EDIT 1: This model has been brought up here before. Seems like the author of that post was using a custom Op for the normal CDF, but it should be possible to do this in vanilla theano/pymc3 since tt.erf
exists.
EDIT 2: Based on the previous post, I have re-written the description and code to be more consistent with previous work.

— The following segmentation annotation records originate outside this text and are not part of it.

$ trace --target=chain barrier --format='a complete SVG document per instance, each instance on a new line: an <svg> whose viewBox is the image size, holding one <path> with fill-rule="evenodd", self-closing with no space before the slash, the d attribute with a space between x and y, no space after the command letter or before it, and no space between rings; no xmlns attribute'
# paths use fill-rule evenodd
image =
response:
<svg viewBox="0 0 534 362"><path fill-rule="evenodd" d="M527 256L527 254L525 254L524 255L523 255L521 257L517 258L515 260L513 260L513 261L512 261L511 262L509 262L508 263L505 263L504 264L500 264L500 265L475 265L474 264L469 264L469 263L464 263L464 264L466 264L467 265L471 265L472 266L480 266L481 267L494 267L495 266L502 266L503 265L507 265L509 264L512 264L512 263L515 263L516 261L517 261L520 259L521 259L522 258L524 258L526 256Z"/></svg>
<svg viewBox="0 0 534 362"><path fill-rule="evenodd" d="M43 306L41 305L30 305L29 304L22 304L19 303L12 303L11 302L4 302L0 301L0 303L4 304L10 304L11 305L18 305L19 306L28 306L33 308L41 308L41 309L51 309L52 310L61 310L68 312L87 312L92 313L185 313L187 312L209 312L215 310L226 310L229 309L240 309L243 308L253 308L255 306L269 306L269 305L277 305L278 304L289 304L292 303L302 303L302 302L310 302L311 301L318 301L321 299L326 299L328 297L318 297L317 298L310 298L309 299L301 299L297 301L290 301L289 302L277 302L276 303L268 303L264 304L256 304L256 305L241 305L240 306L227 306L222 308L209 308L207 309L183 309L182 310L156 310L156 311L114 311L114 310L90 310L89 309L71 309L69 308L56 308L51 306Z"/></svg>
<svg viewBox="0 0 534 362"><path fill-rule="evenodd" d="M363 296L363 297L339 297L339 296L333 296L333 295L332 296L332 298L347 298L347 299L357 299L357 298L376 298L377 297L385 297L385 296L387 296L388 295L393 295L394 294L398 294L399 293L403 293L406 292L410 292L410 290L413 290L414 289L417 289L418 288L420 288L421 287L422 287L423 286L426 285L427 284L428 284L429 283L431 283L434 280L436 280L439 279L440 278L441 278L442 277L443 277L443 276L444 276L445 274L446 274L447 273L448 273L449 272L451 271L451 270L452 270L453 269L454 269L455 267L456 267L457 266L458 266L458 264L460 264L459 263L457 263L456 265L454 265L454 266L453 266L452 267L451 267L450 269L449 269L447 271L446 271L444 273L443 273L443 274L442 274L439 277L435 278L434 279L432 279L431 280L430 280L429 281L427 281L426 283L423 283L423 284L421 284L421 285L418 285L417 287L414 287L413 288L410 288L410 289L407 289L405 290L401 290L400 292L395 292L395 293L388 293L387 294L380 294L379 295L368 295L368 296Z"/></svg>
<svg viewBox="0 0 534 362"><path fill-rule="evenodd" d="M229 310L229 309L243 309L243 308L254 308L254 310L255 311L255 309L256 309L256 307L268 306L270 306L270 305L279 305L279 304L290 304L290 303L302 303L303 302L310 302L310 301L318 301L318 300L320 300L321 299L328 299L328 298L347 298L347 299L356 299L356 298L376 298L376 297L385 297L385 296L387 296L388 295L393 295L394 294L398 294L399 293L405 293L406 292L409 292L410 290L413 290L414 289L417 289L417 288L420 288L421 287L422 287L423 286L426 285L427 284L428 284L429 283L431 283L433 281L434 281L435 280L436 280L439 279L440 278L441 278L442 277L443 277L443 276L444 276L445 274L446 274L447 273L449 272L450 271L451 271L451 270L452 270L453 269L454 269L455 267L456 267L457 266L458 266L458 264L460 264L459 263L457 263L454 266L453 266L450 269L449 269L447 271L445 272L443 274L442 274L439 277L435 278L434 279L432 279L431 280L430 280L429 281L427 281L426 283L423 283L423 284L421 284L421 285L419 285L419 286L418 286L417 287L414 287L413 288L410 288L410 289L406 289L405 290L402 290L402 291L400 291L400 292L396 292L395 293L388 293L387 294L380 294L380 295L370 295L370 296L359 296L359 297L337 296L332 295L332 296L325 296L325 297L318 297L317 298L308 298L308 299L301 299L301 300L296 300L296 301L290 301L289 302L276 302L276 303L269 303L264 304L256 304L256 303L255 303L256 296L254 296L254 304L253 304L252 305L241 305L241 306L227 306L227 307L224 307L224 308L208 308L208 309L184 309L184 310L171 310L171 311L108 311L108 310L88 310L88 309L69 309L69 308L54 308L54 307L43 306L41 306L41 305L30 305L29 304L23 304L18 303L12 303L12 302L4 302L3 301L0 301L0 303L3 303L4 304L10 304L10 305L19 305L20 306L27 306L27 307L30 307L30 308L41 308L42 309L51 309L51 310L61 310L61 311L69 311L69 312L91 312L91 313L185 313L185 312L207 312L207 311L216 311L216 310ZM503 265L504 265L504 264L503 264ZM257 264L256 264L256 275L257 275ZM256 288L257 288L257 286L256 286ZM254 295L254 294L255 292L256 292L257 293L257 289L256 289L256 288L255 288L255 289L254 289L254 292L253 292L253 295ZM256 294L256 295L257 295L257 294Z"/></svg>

The error does not go away, but I get closer.
I’m trying to model ordinal data (e.g., Likert scale) with K possible ordinal values.
The ordered probit model approach from Kruschke (Chap. 23 in DBDA) assumes there is an underlying latent normal random variable with unknown mean \mu and scale \sigma, which is chopped up into K based on K-1 fixed thresholds, denoted by \theta_1, \theta_2, \dots \theta_{K-1}, . Without loss of generality, the lowest and highest thresholds are fixed: \theta_1\equiv1.5 and \theta_{K-1}\equiv K - 0.5.

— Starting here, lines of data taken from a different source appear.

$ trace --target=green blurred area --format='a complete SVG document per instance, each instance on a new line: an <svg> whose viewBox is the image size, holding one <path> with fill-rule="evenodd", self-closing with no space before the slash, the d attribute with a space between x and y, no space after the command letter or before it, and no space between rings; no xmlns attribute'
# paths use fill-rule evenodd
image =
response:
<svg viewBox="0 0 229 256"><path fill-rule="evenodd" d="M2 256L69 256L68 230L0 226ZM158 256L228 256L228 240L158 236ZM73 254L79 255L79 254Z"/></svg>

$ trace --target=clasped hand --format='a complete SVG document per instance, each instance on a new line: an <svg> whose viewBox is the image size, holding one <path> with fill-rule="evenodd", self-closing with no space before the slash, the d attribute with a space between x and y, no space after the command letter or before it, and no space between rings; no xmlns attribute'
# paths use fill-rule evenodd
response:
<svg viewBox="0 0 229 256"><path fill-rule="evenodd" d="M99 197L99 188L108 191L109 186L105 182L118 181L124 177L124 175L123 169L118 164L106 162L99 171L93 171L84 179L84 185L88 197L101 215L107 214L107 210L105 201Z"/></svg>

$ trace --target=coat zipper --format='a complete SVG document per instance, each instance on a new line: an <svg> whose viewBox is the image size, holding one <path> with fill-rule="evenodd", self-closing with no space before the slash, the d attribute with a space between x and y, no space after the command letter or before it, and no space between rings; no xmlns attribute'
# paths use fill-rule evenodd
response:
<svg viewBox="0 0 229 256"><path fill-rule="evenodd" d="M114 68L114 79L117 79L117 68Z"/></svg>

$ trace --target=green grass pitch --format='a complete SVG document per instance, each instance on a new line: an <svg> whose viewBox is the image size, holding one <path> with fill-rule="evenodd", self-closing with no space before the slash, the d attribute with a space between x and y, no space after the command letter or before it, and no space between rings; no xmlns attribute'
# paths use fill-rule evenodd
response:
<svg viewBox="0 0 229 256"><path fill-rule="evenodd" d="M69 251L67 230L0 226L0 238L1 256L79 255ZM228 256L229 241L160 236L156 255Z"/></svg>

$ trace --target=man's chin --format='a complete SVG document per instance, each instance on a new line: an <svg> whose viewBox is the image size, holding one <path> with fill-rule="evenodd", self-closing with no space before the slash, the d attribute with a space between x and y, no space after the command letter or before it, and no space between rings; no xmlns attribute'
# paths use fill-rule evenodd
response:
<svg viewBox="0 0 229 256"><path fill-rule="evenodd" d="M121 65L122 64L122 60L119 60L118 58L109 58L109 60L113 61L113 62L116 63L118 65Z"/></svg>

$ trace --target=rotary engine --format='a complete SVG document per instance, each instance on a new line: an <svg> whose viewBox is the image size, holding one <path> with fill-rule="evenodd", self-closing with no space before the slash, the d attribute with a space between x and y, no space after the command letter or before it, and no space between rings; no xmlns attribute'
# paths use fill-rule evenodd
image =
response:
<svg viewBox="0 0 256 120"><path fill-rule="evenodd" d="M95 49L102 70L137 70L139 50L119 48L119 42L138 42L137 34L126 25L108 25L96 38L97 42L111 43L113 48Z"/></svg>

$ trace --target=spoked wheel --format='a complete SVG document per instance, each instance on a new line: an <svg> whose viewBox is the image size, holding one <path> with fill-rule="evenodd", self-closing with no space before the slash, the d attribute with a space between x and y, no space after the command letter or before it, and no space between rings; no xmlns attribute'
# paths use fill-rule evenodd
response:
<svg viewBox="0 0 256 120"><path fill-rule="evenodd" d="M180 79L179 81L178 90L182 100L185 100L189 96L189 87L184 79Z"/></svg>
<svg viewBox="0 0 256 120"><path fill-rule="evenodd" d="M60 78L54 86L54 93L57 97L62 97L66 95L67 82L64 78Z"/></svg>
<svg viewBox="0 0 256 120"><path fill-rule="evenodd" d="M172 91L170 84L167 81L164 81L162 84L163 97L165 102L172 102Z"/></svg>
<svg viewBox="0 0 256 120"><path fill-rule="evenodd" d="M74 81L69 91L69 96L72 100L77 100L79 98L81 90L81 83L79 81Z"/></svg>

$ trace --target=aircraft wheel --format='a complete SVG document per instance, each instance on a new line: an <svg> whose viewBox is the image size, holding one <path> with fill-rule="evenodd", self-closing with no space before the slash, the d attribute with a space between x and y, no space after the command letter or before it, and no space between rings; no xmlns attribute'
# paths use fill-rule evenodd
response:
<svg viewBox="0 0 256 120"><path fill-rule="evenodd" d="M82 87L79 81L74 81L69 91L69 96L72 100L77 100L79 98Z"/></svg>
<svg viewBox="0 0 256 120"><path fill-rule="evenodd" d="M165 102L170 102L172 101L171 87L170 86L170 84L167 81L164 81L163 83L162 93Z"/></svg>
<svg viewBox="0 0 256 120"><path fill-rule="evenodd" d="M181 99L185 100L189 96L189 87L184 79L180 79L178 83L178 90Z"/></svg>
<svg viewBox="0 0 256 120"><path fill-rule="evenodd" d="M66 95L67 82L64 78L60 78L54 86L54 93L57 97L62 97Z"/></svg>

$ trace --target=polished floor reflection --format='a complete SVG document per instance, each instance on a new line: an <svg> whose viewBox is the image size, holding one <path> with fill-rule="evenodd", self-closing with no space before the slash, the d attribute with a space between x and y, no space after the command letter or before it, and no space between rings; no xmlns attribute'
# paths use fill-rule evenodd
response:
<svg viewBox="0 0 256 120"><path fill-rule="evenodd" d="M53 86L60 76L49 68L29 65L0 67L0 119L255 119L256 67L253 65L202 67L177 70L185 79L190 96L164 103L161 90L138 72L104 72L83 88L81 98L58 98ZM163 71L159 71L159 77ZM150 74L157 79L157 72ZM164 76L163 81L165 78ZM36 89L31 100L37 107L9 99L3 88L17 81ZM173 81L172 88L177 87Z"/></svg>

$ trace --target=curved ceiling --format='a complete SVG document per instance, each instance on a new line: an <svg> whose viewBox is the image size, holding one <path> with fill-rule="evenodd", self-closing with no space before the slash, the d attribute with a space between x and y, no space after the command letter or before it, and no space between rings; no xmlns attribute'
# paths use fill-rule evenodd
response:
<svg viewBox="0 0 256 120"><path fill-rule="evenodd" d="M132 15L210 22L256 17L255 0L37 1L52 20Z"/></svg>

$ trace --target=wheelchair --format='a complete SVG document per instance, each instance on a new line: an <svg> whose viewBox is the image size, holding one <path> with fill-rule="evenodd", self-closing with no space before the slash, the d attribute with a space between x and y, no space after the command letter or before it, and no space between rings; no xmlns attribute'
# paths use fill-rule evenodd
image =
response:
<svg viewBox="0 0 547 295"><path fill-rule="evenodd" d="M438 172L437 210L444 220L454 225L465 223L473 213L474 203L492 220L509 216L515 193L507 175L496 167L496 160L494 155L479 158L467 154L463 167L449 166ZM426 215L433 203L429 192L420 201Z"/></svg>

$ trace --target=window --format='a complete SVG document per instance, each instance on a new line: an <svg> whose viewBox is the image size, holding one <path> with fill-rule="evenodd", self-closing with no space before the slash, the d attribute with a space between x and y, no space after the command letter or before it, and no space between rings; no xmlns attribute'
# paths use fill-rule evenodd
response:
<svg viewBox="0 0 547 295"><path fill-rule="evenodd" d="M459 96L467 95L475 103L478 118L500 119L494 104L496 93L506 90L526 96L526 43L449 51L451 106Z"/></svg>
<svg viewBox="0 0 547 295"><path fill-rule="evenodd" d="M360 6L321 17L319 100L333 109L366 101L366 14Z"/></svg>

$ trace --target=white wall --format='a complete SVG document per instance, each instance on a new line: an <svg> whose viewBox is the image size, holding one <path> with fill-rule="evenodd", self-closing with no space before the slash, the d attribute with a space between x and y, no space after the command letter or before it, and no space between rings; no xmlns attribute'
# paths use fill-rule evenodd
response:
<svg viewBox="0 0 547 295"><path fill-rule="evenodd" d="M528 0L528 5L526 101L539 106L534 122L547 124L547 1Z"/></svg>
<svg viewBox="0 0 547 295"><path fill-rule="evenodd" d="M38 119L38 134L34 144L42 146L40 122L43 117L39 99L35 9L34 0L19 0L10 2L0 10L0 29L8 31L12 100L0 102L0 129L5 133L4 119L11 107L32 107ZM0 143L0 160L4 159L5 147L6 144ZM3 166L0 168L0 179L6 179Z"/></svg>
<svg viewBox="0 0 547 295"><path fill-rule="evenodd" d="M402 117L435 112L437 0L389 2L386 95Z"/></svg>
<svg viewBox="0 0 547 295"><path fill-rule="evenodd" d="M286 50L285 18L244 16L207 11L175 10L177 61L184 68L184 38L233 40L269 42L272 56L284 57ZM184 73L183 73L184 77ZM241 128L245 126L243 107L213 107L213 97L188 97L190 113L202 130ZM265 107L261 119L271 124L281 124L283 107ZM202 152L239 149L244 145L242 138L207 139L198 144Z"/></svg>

Here is a minimal example:
import numpy as np
import pymc3 as pm
import theano.tensor as tt
with pm.Model():
K = 7
data = np.random.randint(K, size=100)
thresholds = np.linspace(1.5, K - .5, K - 1)

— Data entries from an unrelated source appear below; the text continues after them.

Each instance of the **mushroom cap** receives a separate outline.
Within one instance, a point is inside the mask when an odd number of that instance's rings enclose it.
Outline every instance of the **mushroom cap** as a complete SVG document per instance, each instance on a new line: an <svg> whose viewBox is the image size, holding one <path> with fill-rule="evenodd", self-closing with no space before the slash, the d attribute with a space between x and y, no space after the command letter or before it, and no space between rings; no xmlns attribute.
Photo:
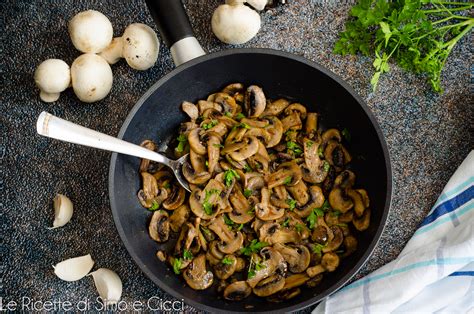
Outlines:
<svg viewBox="0 0 474 314"><path fill-rule="evenodd" d="M220 5L212 15L214 35L227 44L243 44L257 35L260 15L245 5Z"/></svg>
<svg viewBox="0 0 474 314"><path fill-rule="evenodd" d="M76 14L69 21L69 36L77 50L98 53L112 41L112 23L102 13L87 10Z"/></svg>
<svg viewBox="0 0 474 314"><path fill-rule="evenodd" d="M127 26L122 35L122 55L136 70L151 68L158 59L160 42L151 27L141 23Z"/></svg>
<svg viewBox="0 0 474 314"><path fill-rule="evenodd" d="M74 93L81 101L98 101L112 88L112 69L104 58L86 53L72 63L71 80Z"/></svg>
<svg viewBox="0 0 474 314"><path fill-rule="evenodd" d="M64 91L71 83L71 71L66 62L59 59L48 59L36 68L35 83L41 89L41 99L43 101L55 101L56 99L47 100L43 96L46 94L57 94Z"/></svg>

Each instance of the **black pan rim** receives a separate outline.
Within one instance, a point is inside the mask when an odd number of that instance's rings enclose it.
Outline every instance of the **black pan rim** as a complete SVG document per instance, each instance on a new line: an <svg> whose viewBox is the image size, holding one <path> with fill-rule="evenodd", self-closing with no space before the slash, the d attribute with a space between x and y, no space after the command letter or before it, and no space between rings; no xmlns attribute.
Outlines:
<svg viewBox="0 0 474 314"><path fill-rule="evenodd" d="M364 255L361 257L361 259L357 262L357 264L350 270L346 275L344 275L341 279L339 279L335 284L333 284L331 287L326 289L323 293L314 296L310 298L309 300L306 300L304 302L300 302L295 305L287 306L285 308L282 308L281 311L285 312L292 312L292 311L297 311L304 309L306 307L309 307L311 305L314 305L320 301L322 301L324 298L328 297L329 295L333 294L334 292L338 291L344 284L346 284L359 270L364 266L364 264L368 261L370 256L372 255L373 251L375 250L375 247L377 246L378 242L380 241L380 238L382 236L382 233L385 229L385 225L387 222L387 218L389 215L390 211L390 205L392 201L392 168L391 168L391 162L390 162L390 154L389 150L387 147L387 143L385 141L385 138L383 136L382 129L380 128L379 123L377 122L377 119L375 118L374 114L370 110L370 108L367 106L365 101L355 92L355 90L352 89L341 77L339 77L337 74L333 73L332 71L326 69L324 66L310 61L304 57L298 56L291 54L289 52L284 52L284 51L279 51L275 49L268 49L268 48L236 48L236 49L229 49L229 50L224 50L220 52L215 52L211 54L207 54L201 57L198 57L196 59L193 59L191 61L186 62L183 65L180 65L179 67L175 68L168 74L164 75L162 78L160 78L155 84L153 84L147 92L137 101L137 103L134 105L134 107L130 110L127 118L125 119L119 134L118 138L122 139L125 132L127 131L127 128L135 116L136 112L141 108L141 106L144 104L145 100L156 90L158 89L161 85L163 85L166 81L168 81L170 78L172 78L174 75L177 73L180 73L181 71L184 71L195 64L201 63L203 61L207 61L210 59L214 58L220 58L220 57L225 57L228 55L234 55L234 54L268 54L268 55L274 55L274 56L280 56L284 58L289 58L292 60L295 60L297 62L304 63L312 68L315 68L316 70L324 73L325 75L329 76L331 79L336 81L339 85L341 85L345 90L347 90L352 97L358 102L358 104L361 106L362 110L364 110L365 114L368 116L370 122L372 123L373 127L375 128L375 131L377 132L377 137L379 139L379 142L382 146L382 151L384 154L385 158L385 165L386 165L386 174L387 174L387 195L385 197L385 207L383 209L383 214L382 214L382 219L381 223L377 228L377 231L375 233L375 236L372 240L372 242L369 245L369 248L366 250ZM229 310L223 311L219 308L215 308L212 306L208 306L205 304L201 304L198 302L195 302L192 299L185 298L179 291L171 289L167 284L165 284L163 281L160 280L156 275L154 275L146 265L141 263L140 257L135 254L133 251L133 247L130 245L128 242L127 237L125 236L124 230L122 228L122 225L119 221L119 216L117 212L117 204L115 202L115 196L114 196L114 185L113 182L115 181L115 164L117 161L117 153L112 153L111 159L110 159L110 167L109 167L109 198L110 198L110 206L112 210L112 215L114 218L114 223L117 228L117 231L120 235L120 238L122 242L125 245L125 248L127 249L128 253L131 255L132 259L134 260L135 264L138 265L138 267L141 269L141 271L149 278L151 279L158 287L172 295L173 297L179 299L179 300L184 300L185 303L192 305L196 308L212 312L212 313L225 313L225 312L230 312ZM261 313L270 313L272 311L268 312L261 312ZM238 313L238 312L233 312L233 313ZM245 313L245 312L243 312Z"/></svg>

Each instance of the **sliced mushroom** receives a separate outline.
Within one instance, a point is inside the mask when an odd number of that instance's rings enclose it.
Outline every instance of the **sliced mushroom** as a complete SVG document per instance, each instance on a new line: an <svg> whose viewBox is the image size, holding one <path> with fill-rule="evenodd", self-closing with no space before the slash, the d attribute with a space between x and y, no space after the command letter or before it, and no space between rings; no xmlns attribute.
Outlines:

obsthresh = np.ma.asarray(thresholds)
obsthresh[1:-1] = np.ma.masked
theta = pm.Normal("theta", mu=thresholds, sigma=K, shape=K, observed=obsthresh)
theta = tt.concatenate([[-np.inf], theta, [np.inf]])
mu = pm.Normal(name="mu", mu=(1 + K) / 2, sd=K)
sig = pm.HalfCauchy(name="sig", beta=1)
_p = 0.5 * (1 + pm.math.erf((theta - mu) / (sig * tt.sqrt(2))))
p = _p[1:] - _p[0:-1]
pm.Deterministic(name="p", var=p)
# prior on data
pm.Categorical(name='y', p=p, observed=data)
trace = pm.sample(chains=2) # adding `step=pm.Slice()` here fixe "bad initial energy"
pm.traceplot(trace)
plt.show()
This works nicely with slice sampling but not with NUTS, and I don’t know why. Two possibilities come to mind:
- There is an
erf
in the model. - The lack of monotonicity constraint on the middle thresholds.
I can’t figure out if either or both of these are real problems. Any suggestions?